Non nego che l'attuale gruppo dirigente (cioè noi) abbia le proprie responsabilità. Ma non credo si possa leggere solo in questi termini. Nè in termini di problema etico o morale o di divisione in buoni e cattivi. Credo che ciò che stiamo vivendo sia parte della crisi della democrazia rappresentativa attuale. Nell'associazione come nel paese. Non si tratta di essere populisti o di seguire le mode. Nè di inventarsi gesti strumentali o puramente simbolici. Si tratta di riscoprire il senso originario della democrazia, di coinvolgere i cittadini (nel nostro caso almeno i soci) nella gestione della cosa pubblica (nel nostro caso le Acli), si tratta di approfondire come ridisegnare il nostro modello con almeno una quota di trasferimento di reale potere ai soci. E approfondendo quindi i termini di partecipazionedeliberazione e implementazione. (Potremmo scoprire, tra l'altro, che questa riflessione le Acli l'hanno già avviata). 

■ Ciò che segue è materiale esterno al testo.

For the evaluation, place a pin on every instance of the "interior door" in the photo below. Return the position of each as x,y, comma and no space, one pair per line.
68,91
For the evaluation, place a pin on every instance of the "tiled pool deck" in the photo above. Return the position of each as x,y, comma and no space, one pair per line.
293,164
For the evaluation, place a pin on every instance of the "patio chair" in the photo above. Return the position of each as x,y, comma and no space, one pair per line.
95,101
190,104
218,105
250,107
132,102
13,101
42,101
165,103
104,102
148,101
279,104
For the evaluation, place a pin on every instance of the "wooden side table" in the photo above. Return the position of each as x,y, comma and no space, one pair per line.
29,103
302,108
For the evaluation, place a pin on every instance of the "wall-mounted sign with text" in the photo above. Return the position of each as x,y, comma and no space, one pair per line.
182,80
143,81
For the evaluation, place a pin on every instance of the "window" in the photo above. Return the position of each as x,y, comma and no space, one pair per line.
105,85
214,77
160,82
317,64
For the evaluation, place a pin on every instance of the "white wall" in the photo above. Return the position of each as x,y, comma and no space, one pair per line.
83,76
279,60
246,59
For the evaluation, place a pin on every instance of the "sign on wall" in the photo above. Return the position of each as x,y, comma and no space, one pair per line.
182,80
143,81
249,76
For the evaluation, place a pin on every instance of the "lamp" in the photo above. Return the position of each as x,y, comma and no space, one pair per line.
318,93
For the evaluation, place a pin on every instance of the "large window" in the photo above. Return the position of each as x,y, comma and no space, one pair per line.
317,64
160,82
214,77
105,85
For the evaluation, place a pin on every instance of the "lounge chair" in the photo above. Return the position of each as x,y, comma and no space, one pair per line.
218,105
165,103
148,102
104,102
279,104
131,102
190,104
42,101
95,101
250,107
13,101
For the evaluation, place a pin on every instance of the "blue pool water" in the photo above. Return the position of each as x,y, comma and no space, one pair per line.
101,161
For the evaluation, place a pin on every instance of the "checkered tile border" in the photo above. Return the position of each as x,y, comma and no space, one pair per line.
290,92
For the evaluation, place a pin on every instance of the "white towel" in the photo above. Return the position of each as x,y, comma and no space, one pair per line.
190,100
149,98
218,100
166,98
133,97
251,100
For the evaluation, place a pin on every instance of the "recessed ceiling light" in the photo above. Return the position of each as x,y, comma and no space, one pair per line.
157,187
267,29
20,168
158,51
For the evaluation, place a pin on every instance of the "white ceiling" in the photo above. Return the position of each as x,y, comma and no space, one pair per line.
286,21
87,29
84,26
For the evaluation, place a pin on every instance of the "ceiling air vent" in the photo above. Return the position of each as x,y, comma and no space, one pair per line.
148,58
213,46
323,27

Potremmo limitarci alla lamentela...che è colpa dei cittadini (nel nostro caso dei soci, dei presidenti di circolo, presidenti provinciali, regionali e così via...) che non partecipano. Ma in realtà l'esperienza dice che le persone sono motivate a prendersi cura della cosa pubblica solo quando hanno fatto esperienza diretta di partecipazione e hanno acquisito fiducia nelle loro capacità e competenze e fiducia nella reale possibilità di influire sul risultato. E tutto questo non avviene spontaneamente. La cittadinanza (anche quella associativa) va coltivata.  E questo credo sia qualcosa da tenere presente nella gestione di questa delicata fase congressuale e dopo.

Lo so che sembra il momento sbagliato per parlare di queste cose. Lo so che sembra che oggi serva focalizzarsi solo sul vincere. Sento di essere fuori sintonia rispetto a ciò che si sente. Non scelgo la bandiera della neutralità come valore in sè. La realtà è superiore all'idea. La realtà è ciò che viviamo. E non si può che partire da lì. Tenendo stretti, insieme nel punto di equilibrio più giusto possibile, lo tra star dentro i processi e il restare se stessi. 

Il mio suono non è sempre intonato. Ciò che c'è in giro non è solo stonato. Ma, questione candidati e numeri a parte, di sicuro le Acli possono aspirare ad una armonia più ricca di ciò che oggi si sente.